Environment:Shiyu coder Kronos Qlib Data Environment
| Knowledge Sources | |
|---|---|
| Domains | Financial_Data, Infrastructure |
| Last Updated | 2026-02-09 13:47 GMT |
Overview
Microsoft Qlib environment with Chinese A-share market data (CSI300/CSI800/CSI1000) for the Kronos finetuning and backtesting pipeline.
Description
This environment provides the financial data infrastructure required by the Qlib finetuning workflow. It depends on the Microsoft Qlib library initialized with the Chinese market data provider (`REG_CN`). The data must be pre-downloaded to a local directory (default `~/.qlib/qlib_data/cn_data`). The environment supports instruments including CSI300, CSI800, and CSI1000, and provides OHLCV data through the `QlibDataLoader` interface. Processed datasets are serialized as pickle files for training.
Usage
Use this environment for the Qlib Finetuning Pipeline workflow: data preprocessing, dataset creation, tokenizer finetuning, predictor finetuning, inference, and backtesting. This is not required for basic prediction or CSV finetuning workflows.
System Requirements
| Category | Requirement | Notes |
|---|---|---|
| OS | Linux or macOS | Qlib supports these platforms |
| Disk | 10GB+ for Qlib CN data | Data stored at `~/.qlib/qlib_data/cn_data` by default |
| Network | Internet access for initial data download | Subsequent runs are offline |
Dependencies
Python Packages
- `qlib` (Microsoft Qlib library)
- `pickle` (standard library, for dataset serialization)
- All packages from the base PyTorch CUDA environment
Credentials
No API keys required. Qlib CN data is freely downloadable:
# Download Chinese market data
python -m qlib.run.get_data qlib_data --target_dir ~/.qlib/qlib_data/cn_data --region cn
The following configuration paths must be set in `finetune/config.py`:
- `qlib_data_path`: Path to Qlib data directory (default: `~/.qlib/qlib_data/cn_data`)

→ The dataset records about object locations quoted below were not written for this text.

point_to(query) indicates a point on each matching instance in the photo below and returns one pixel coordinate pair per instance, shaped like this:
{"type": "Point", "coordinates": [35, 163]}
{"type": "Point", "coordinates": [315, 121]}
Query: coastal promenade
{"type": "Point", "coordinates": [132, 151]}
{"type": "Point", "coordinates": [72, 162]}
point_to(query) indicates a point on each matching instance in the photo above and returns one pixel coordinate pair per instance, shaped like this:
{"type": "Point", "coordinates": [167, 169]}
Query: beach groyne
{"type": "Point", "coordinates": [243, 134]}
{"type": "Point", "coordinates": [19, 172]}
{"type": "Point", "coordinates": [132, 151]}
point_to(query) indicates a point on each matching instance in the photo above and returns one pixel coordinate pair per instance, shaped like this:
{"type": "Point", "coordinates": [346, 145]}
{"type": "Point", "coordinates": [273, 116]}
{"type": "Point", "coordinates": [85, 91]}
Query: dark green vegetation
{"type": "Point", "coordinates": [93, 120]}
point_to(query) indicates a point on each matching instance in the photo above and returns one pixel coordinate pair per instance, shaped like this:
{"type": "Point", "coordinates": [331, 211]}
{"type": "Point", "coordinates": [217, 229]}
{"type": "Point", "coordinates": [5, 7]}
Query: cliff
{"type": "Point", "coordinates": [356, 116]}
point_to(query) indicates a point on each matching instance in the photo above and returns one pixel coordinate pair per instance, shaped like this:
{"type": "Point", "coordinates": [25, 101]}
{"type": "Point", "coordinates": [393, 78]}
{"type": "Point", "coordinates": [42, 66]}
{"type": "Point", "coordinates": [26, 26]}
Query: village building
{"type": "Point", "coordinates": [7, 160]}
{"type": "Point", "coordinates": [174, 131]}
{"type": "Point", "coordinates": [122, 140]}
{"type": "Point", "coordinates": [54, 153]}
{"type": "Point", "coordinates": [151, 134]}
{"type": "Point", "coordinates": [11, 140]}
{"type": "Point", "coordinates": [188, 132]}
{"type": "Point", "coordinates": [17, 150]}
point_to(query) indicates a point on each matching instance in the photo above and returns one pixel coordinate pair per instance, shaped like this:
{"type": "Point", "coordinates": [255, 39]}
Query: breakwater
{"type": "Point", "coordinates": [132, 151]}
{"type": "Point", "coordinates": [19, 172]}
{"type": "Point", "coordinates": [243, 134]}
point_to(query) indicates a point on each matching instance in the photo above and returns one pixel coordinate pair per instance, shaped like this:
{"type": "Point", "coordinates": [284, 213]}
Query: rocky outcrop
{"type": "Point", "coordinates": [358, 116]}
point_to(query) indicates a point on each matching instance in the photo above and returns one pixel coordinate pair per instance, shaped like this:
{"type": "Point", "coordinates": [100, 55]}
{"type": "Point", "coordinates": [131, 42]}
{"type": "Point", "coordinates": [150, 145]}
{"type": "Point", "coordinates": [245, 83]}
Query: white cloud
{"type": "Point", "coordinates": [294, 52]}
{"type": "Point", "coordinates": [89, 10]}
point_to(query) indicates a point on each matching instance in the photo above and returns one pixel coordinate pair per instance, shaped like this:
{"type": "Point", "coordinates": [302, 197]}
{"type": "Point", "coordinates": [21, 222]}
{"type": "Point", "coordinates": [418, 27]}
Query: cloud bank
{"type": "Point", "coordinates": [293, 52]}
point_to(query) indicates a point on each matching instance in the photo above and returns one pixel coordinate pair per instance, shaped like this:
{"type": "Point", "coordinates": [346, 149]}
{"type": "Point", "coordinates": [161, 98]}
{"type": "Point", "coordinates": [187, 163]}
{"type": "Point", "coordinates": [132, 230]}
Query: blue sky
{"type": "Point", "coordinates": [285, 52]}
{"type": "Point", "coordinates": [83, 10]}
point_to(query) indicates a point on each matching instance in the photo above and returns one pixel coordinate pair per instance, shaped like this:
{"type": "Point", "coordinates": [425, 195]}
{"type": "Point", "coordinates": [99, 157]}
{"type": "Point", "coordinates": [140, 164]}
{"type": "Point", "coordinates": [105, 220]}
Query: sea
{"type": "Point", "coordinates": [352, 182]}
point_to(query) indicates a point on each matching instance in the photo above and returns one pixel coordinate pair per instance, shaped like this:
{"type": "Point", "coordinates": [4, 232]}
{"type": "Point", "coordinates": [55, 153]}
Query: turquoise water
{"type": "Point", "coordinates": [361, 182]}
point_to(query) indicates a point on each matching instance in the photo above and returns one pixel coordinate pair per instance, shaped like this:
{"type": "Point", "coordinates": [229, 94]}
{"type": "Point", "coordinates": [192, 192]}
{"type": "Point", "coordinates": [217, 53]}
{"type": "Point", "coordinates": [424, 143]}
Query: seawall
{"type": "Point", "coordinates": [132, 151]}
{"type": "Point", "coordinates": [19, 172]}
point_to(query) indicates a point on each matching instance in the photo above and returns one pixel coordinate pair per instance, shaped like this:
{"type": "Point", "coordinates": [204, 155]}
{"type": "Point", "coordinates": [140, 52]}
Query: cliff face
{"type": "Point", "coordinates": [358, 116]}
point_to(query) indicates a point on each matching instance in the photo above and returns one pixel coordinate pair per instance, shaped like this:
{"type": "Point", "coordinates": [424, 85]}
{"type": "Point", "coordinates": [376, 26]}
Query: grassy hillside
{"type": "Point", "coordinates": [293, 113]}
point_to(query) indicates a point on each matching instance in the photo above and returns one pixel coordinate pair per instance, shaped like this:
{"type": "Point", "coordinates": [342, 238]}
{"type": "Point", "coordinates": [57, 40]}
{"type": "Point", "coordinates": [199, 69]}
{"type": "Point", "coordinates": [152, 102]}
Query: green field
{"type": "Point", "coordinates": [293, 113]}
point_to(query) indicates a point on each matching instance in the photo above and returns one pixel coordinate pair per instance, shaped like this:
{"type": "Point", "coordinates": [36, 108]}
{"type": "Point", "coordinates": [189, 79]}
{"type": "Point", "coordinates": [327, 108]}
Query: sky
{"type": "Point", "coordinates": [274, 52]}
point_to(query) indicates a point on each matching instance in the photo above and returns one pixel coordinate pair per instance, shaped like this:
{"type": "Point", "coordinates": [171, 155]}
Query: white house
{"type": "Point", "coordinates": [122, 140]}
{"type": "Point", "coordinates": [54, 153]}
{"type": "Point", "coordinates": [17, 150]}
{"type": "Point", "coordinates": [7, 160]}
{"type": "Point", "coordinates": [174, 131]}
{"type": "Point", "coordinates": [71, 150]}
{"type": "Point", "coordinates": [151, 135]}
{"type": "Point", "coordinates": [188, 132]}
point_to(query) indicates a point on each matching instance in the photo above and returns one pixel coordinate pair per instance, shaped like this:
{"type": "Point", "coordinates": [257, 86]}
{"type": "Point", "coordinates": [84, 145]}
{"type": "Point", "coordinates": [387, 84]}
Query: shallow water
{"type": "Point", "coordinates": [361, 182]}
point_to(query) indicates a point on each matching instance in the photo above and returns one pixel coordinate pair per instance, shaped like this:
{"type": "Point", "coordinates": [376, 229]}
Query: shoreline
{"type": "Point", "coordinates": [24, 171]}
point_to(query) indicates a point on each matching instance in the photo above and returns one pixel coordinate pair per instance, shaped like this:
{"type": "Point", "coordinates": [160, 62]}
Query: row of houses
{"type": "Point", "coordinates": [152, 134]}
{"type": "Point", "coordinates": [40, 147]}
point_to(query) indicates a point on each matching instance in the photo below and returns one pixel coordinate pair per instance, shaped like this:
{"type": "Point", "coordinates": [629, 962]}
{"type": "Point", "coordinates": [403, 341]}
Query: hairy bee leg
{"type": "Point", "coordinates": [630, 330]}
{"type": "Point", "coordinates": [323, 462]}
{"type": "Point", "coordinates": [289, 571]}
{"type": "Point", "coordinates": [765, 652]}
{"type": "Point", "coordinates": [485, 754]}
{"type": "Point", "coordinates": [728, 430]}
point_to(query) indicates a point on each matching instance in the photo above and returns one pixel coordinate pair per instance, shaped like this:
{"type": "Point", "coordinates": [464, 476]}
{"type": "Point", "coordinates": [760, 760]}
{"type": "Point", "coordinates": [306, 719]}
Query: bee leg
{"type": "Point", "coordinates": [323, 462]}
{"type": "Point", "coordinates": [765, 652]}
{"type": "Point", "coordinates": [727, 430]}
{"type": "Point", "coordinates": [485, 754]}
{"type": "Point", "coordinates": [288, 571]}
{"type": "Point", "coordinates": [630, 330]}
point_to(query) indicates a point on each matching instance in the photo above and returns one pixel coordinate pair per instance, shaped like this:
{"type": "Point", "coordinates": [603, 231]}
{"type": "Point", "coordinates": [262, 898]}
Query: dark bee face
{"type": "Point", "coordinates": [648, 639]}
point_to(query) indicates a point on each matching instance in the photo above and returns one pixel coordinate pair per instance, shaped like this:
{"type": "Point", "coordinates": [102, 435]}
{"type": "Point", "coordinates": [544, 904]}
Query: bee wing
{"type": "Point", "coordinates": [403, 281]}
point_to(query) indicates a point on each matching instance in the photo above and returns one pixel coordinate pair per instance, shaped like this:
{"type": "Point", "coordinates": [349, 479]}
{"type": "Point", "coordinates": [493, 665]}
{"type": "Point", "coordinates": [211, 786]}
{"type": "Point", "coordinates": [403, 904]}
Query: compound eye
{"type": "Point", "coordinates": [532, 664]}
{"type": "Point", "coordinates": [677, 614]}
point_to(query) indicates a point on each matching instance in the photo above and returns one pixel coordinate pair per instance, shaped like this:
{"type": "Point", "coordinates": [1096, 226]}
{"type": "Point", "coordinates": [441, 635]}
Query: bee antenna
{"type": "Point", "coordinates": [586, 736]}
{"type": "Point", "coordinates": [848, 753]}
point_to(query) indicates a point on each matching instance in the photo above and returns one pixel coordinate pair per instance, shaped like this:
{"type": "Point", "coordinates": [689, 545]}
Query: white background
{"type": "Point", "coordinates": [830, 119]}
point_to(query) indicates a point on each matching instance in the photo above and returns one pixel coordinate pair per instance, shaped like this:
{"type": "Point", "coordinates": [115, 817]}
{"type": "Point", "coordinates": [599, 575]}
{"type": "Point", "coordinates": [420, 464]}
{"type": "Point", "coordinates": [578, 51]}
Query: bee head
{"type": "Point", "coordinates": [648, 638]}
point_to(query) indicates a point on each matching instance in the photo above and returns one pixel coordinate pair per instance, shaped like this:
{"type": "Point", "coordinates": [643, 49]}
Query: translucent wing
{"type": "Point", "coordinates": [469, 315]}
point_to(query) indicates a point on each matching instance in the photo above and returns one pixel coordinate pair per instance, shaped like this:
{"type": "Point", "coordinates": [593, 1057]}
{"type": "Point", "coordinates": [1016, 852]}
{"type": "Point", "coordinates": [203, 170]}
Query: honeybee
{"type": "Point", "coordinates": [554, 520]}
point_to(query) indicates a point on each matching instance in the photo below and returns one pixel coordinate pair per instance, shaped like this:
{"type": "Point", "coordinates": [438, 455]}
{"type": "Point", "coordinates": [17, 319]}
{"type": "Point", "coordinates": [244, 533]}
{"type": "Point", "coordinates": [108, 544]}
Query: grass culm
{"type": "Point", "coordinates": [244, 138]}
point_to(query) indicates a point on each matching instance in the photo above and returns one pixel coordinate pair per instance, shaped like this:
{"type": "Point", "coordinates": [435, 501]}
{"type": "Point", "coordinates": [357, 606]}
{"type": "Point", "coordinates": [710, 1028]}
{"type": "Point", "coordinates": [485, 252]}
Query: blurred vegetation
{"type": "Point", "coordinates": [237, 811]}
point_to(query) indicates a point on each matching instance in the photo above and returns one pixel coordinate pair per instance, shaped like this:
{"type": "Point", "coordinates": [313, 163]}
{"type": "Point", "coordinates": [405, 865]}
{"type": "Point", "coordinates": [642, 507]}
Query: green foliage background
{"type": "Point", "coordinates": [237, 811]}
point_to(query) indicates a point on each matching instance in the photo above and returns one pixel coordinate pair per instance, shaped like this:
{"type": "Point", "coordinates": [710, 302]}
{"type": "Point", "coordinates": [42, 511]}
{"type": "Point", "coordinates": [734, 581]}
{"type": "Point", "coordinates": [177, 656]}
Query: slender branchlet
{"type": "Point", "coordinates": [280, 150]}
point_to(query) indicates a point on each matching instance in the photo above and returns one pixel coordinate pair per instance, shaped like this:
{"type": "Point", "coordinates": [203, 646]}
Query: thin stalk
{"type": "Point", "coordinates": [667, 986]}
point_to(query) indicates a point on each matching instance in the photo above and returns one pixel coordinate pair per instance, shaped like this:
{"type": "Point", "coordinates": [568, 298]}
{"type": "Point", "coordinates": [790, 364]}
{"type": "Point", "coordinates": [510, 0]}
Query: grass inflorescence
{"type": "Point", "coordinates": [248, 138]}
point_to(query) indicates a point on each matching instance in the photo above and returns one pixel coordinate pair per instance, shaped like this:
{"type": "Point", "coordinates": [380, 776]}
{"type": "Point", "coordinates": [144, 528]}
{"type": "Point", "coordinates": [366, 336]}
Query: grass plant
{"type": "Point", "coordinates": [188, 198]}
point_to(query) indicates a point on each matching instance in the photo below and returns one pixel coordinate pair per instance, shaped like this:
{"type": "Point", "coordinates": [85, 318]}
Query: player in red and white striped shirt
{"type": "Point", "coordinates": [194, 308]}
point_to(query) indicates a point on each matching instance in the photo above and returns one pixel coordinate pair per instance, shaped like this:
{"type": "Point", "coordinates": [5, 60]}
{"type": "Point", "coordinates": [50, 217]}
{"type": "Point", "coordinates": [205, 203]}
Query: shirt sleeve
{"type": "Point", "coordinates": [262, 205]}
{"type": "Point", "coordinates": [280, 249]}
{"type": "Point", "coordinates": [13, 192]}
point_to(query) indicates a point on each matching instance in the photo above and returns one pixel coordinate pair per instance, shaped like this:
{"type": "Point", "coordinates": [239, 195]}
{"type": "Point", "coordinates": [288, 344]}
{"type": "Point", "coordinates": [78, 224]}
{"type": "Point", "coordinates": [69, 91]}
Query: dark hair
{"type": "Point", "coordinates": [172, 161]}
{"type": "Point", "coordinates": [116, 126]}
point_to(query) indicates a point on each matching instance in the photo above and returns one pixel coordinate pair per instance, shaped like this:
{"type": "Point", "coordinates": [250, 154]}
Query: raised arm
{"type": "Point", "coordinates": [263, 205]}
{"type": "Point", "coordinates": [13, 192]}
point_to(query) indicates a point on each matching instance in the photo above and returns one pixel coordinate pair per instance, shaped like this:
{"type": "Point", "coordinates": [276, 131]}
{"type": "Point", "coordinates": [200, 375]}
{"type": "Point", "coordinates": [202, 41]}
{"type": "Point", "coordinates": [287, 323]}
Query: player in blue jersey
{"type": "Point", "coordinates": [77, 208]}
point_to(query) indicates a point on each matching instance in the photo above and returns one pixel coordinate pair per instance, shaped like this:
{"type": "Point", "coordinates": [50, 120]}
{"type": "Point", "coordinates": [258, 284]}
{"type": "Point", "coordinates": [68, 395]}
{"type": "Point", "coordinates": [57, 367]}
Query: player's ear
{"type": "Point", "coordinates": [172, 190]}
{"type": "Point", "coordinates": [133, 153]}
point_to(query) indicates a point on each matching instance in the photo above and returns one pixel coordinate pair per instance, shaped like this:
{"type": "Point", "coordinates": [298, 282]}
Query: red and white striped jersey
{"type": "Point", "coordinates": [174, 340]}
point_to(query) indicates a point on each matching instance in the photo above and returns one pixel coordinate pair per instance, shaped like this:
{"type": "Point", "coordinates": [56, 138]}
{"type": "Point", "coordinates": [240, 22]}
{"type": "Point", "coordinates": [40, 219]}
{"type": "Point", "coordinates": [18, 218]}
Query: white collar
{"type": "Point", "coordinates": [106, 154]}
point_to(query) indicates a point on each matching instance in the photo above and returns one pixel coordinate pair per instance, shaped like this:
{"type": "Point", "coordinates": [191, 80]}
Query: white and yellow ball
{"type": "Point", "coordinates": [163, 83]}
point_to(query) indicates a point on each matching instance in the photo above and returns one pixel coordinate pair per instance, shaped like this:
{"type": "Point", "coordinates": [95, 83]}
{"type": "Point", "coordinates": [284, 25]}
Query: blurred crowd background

- `dataset_path`: Path for processed pickle datasets (default: `./data/processed_datasets`)
- `pretrained_tokenizer_path`: HuggingFace model ID or local path to pretrained tokenizer
- `pretrained_predictor_path`: HuggingFace model ID or local path to pretrained predictor
Quick Install
# Install Qlib
pip install qlib
# Download Chinese A-share market data
python -m qlib.run.get_data qlib_data --target_dir ~/.qlib/qlib_data/cn_data --region cn
Code Evidence
Qlib initialization from `finetune/qlib_data_preprocess.py:25-28`:
def initialize_qlib(self):
"""Initializes the Qlib environment."""
print("Initializing Qlib...")
qlib.init(provider_uri=self.config.qlib_data_path, region=REG_CN)
Configuration paths requiring user update from `finetune/config.py:12-13`:
# TODO: Update this path to your Qlib data directory.
self.qlib_data_path = "~/.qlib/qlib_data/cn_data"
Dataset pickle file paths from `finetune/dataset.py:41-42`:
self.data_path = f"{self.config.dataset_path}/train_data.pkl"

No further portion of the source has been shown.